I talk a lot about characterization. A whole lot.
Because of course characters drive your story, and without a great protagonist (and hopefully, small supporting cast), your reader has no one to root for; no one with whom to catch a ride and travel the course of the novel. And without that, you have no book—no matter how compelling the story.
I speak on this topic a lot at literary conferences, and I even wrote a free manual on Fashioning Fabulous Characters.
Every story has to be someone’s. If Earth blew up and neither you nor anyone you knew and loved were on it, would you care? Would you even know? But if a friend were stuck on a small island and the sea started rising around it, wouldn’t you panic?
The characters in your story have to be so real, so visceral, that when they’re in peril, when one dies, your reader reacts as if to a loved one’s passing.
And to accomplish that takes great skill from the writer.
You, as that book author, must know everything about anything that has ever happened to your characters.
Not at the outset, of course—many authors write from discovery, getting to know their characters as they go. But in the end, know them they must. And then in revision go back and add textures, layers, nuances, in order to breathe life into the skeletons on the page. The more important someone is in the story, the more depth you must evoke.
Say you’re writing a moral-twist tale about a thirty-something woman running for Congress. She truly believes in her agenda, rather than politics for power’s sake (suspend all disbelief here—this IS fiction), and of course, is forced into a box at some point (pick a topic as to what), a la Willie Stark.
How will she react? Do you, the author in charge of novel development, know how she responds to not only backing into a car in the parking lot when no one sees, but also what she does when her best friend comes to her with a shocking revelation? Does she deem it more morally right to turn in the friend (whether national security is at risk or not), or to hold to the confidence?
To know these answers, you must know our trusty heroine well. Otherwise, she’ll come across the page as contrived. Even though our story takes place with her in her thirties, what was she like as a child? A teenager? What happened on her first day of school? Did she get along with her brother? Is she a classic Leo, always bossing everyone around? Did she cry for days when her pet Springer Spaniel died? Or did she conduct the funeral for her friend’s cat?
Go back and write a short story that takes place during her childhood. Write another when she reached adolescence, and another revolving around her first sexual experience or college days. Get to know her through all stages of her life. None of these are to be included in the book—they’re for your benefit, as the author. And ultimately, your readers. Because the nuances you learn about your hero through this process will serve to bring subtle character traits to the surface as the story progresses.

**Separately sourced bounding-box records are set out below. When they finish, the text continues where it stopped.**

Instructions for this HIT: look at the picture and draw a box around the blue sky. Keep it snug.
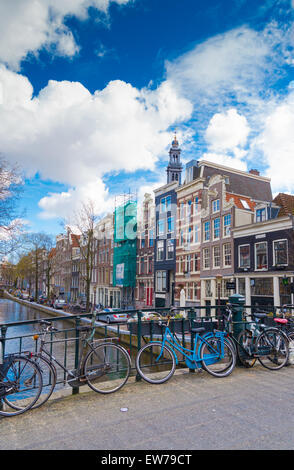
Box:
[0,0,294,234]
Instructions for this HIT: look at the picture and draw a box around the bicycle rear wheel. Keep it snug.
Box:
[2,354,57,410]
[136,341,176,384]
[256,328,289,370]
[200,336,236,377]
[0,356,43,417]
[83,343,131,394]
[237,330,257,369]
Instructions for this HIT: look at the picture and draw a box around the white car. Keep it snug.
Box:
[53,299,66,309]
[96,308,129,324]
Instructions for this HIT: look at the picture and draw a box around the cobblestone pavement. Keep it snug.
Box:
[0,365,294,450]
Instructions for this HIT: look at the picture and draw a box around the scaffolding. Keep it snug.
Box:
[113,193,137,298]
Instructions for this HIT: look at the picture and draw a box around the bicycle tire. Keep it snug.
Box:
[0,355,43,417]
[82,343,131,394]
[256,328,289,370]
[5,354,57,410]
[237,330,257,369]
[200,336,236,377]
[136,341,176,384]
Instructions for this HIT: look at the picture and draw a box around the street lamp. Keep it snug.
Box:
[216,274,223,317]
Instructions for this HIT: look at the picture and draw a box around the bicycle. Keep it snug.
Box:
[224,304,289,370]
[0,351,43,417]
[136,313,236,384]
[6,313,131,408]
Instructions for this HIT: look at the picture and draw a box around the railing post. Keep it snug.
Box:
[0,325,7,364]
[136,311,142,382]
[0,325,7,410]
[188,308,196,374]
[72,316,81,395]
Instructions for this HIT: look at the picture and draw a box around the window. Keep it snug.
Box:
[160,196,171,212]
[195,197,199,214]
[149,230,154,246]
[187,200,192,220]
[224,243,232,267]
[273,240,288,266]
[203,248,210,269]
[256,208,266,222]
[213,217,220,240]
[205,281,212,297]
[186,255,191,274]
[141,232,145,248]
[194,225,200,243]
[239,245,250,268]
[157,220,164,235]
[204,222,210,242]
[166,240,174,259]
[167,217,175,233]
[194,253,198,271]
[148,256,152,274]
[140,257,145,274]
[224,214,231,237]
[156,271,166,292]
[213,246,220,268]
[180,202,184,219]
[212,199,219,212]
[187,227,193,244]
[255,242,267,271]
[240,199,250,209]
[157,240,164,261]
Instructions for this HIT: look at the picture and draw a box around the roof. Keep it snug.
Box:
[71,233,80,248]
[226,193,255,212]
[273,193,294,217]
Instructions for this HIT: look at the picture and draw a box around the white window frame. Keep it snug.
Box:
[273,238,289,266]
[223,243,232,268]
[238,243,251,269]
[212,199,220,214]
[254,242,268,271]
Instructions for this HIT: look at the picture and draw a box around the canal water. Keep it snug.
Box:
[0,299,87,389]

Do this to a lesser degree with the supporting players. Another major problem I often see is too large of a cast of characters, the number of which precludes any from really being fully fleshed-out. Pare down your cast. Only a handful can ever really be formed into fully functioning folks with much depth. The rest need to step back a hair. You can have a lot of people with bit parts—it’s the handful of main ones I’m talking about here.
Just know that it’s often more difficult to make a bit player come alive than the hero, with whom you have much more time to spend.
But also know that you’re secondary characters believe the book to be about them.
This brings us, as always, around to viewpoint. Giving a character a viewpoint signals to the reader that this person is hugely important. Again, each one has to have his own arc in the story, her own piece of the story question. Strictly limiting this will help you keep close tabs on each one, and how each fits into the plot.
Plot and characters cannot be divorced, and we’ll talk soon about the Story Question, and how characters propel that along.
Writers tend to give their people traits in laundry-list fashion. Again, this is GREAT—for you, as the author. But your reader is trusting you to tell her only that which is truly important to these characters in this story, and then to create and evoke it, rather than telling her about it.
The reader should get a sense of the Protagonist from the get-go, but then you shade and deepen her as the story goes—in the exact same fashion that you get to know a real human. As a manuscript editor, I strongly encourage my writers to keep notebooks or lists or flashcards (whatever works for you) of each character’s physical descriptions, mannerisms, major and minor traits, etc. That way you can always flip through and remember, which imprints the information on your subconscious mind and brings it to the surface at the exact time you need it.
A lot goes into fashioning great characters. You can’t just “think ‘em up.” That may be how it begins, and indeed, these exercises help with that, but the depth, the nuances, the intangible points that make folks in books seem real bubble up from the author’s deeper self. You have to get quiet and listen to your people talk and think and move and be.
Willie Stark, so the story goes, was based on the Louisiana political figure Huey Long. I never knew that man. But I do know ol’ Willie. And I’d be willing to bet he took off under Penn Warren’s hand in a way that the real politician never could have. Now, that’s great characterization.
Randy Mitchell says
Terrific article, Susan. You really bring to light what it takes to develop memorable characters. Thank you for sharing this.
Randy Mitchell
Susan Mary Malone says
Thank you, Randy! As you know so well, making characters come to life is tough. But the folks in SONS IN THE CLOUDS just fly off the pages!